Freeing the voice is also the main concern for Zorana Sadiq, a Toronto-based soprano equally at home in Mozart and contemporary scores. Sadiq credits a solid vocal technique for her ability to sing eclectic ethnic styles, as well as the most convincing pop I have ever heard from a classical singer. With her students at Toronto’s Regent Park Music School, which serves a diverse urban population, Sadiq emphasizes singing as an athletic pursuit, focusing on anatomy, posture, and breath. She also works with each student to find out why they want to sing and who they listen to: “You want to get a sense of what their ear is inspired by.” This can be tricky since “you get a lot of pop, not all of which is vocally healthy.”

Recently Sadiq led a Song Interpretation class, pairing singers and pianists in a masterclass setting.  Instead of Italian or German, she chose all English songs, mostly by Samuel Barber and Aaron Copeland. “With classical singing, it is very easy for singers not to know what they are singing about,” noting how working with text separates singers from our instrumental counterparts. “Storytelling is what hooks young singers,” says Sadiq, who chooses texts that allow students to draw from their own life experience. “You can see them get really excited.”

My friend Sandra Churchill was my partner-in-crime at the University of Toronto Faculty of Music— though always with the lovelier, oaky-toned voice.
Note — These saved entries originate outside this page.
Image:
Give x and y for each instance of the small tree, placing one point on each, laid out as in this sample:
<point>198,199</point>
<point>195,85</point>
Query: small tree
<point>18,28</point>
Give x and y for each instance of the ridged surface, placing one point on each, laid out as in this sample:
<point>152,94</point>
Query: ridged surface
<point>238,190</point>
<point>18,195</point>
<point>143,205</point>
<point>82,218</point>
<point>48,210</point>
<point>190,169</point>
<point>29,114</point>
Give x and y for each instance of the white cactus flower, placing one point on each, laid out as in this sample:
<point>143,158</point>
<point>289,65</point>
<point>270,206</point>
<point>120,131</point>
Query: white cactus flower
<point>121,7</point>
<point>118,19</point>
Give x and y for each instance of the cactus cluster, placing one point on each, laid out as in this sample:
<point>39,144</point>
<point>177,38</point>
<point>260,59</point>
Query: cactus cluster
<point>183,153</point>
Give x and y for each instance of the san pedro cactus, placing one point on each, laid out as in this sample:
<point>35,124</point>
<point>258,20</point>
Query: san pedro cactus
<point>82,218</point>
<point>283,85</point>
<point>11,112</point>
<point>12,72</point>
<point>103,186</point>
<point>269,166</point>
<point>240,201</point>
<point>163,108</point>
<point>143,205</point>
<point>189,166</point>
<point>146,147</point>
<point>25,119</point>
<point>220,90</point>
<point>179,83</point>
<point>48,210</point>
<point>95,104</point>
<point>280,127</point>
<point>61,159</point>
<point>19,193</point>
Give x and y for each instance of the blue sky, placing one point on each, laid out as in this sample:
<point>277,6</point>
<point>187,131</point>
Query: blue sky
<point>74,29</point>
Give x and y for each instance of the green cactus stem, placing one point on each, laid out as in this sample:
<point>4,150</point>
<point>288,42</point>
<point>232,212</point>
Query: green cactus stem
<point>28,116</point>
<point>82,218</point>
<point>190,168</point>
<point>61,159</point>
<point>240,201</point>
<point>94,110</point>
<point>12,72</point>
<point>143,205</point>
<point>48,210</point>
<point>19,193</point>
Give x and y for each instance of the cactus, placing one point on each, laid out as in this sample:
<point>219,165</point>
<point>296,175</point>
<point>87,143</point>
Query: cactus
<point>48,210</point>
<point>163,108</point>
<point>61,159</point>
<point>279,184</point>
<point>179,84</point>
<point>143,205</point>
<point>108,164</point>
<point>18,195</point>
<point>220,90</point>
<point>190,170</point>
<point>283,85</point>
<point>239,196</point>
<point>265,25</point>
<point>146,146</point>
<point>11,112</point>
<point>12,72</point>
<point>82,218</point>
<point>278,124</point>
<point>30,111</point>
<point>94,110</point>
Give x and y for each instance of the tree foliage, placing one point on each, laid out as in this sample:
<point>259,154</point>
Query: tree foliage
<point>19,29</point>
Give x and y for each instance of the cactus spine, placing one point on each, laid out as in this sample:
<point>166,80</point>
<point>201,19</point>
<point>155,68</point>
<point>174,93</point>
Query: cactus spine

A teacher for 13 years, the second of her three children, now 9, inherited the vocal talent. He is in his second year with Chœur des enfants de Montréal, where she feels that his gift, and his vocal health, is in good hands. The choir’s rehearsal and concert schedule is taxing for kids rushing to hockey practice and loaded down with homework, but she feels that fostering his talent, and the life lessons that go along with it, are worth it: “I tell him that he has a gift and an obligation to share it.”

Her sister Norma Churchill runs a busy voice studio in Toronto, where she is also an examiner for the Royal Conservatory of Music. She feels examinations are motivating, like preparing for a performance, and may include theory, sight-singing, ear-training and vocalising, in addition to actual songs: “It is about training singers to be musicians,” she says, crediting “the progressive nature of curriculum which develops as the instrument develops and the singer gains more maturity.” She sees a lot of singers with big ambitions who are surprised to learn that there is no quick fix. “Our society is about immediate gratification. Kids have the sense that you can go into a lesson and become famous. Singing is very physical; muscles need to coordinate and strengthen and support the voice.”

There is a lot of singing going on at her household. Her daughter is in a school vocal program and performs with the Canadian Children’s Opera Chorus, and her son will graduate from St. Michael’s Choir School this year. Students at St. Michael’s sing every day in addition to weekend singing duties at Mass. Churchill was overwhelmed at the graduating class’s recent performance, where 28 boys— all thrilled and proud—flawlessly sang an a capella piece without a conductor: “It showed how they have learned to be sensitive to one another, learned to listen to each other, their commitment and teamwork. It was like - this is what singing can do!”